Mais s’engager pour le changement exige des sacrifices et des renoncements. C’est le prix pour aider le peuple à sortir de l’obscurité. Alors, dans cette obscurité, nous avons besoin de nous regrouper pour que nos étincelles portent plus loin que nous, là ou brille l'on cherche la lumière. Ne refaites pas les erreurs du passé. Résistez à l’influence malsaine des sponsors, aussi puissants qu’ils soient. Votre crédibilité est à ce prix.

La bataille pour changer Haïti n'est pas que politique, car les causes racines de nos malheurs ne sont pas politiques. La crise haïtienne est essentiellement éthique. Nous devons apprendre à nous changer nous-mêmes pour nous régénérer collectivement. Nous devons apprendre à nous unir pour affronter l’ennemi commun. Agissons avec intelligence dans une permanente éthique de la responsabilité et de la solidarité. Laissons-nous guider par la vertu de la pédagogie de la transmission. Aucune génération ne peut spontanément construire le changement. Dans le clair-obscur, où s’affrontent les monstres politiques actuels, il faut choisir ceux qui peuvent nous accompagner jusqu’à l’aube et refuser ceux qui veulent nous maintenir dans la nuit profonde.

Ce n'est plus le temps pour hésiter. La bête est à terre, ne la laissez pas reprendre des forces. Osez joindre votre voix à la rue pour initier le changement auquel vous semblez tenir. Maintenir au pouvoir un inculpé qui recrute des mercenaires pour tuer son peuple, qui livre, à des porcs comme repas, des cadavres de gens abattus dans des conditions douteuses, est une forme de déshumanisation. A vous de choisir si vous allez rester inactifs ces 3 prochains jours ou si vous allez aider le pays à vivre le challenge du changement. Vous avez le créneau pour faire l’histoire.
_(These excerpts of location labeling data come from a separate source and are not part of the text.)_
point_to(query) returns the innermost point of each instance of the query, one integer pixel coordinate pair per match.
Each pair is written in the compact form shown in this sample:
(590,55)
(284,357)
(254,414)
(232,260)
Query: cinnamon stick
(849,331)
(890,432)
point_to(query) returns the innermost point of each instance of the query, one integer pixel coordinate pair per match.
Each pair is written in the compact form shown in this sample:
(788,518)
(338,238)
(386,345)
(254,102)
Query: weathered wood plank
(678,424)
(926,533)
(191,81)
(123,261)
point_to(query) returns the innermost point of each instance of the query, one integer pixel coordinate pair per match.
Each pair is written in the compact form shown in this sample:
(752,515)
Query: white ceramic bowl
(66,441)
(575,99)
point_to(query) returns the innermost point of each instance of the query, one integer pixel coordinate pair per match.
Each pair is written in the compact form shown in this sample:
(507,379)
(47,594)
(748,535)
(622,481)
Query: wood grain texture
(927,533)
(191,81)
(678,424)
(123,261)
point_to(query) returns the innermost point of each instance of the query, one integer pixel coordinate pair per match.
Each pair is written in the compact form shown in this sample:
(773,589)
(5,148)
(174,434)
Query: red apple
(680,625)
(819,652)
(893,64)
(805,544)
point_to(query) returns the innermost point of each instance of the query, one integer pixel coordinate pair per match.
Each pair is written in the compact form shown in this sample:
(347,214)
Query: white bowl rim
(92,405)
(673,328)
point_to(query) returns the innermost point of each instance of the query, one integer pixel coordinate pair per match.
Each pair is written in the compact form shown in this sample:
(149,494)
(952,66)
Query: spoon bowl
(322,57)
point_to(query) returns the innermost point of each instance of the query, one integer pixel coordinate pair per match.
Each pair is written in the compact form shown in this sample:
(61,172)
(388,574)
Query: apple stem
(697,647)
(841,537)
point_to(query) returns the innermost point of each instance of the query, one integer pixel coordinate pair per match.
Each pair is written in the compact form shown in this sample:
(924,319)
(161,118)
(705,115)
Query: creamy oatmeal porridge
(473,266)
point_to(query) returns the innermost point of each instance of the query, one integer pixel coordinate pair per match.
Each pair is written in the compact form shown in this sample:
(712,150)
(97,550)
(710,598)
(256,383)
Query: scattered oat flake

Et elle vous jugera comme elle a jugé celle des générations passées et présente. Et plus sévèrement encore, puisque vous avez eu comme enseignement l’expérience de l’échec de leur lutte sectaire. A vous de choisir entre l’engagement et l’imposture ! N'oubliez pas que certains silences demandent de grandes complicités ou de surprenantes médiocrités.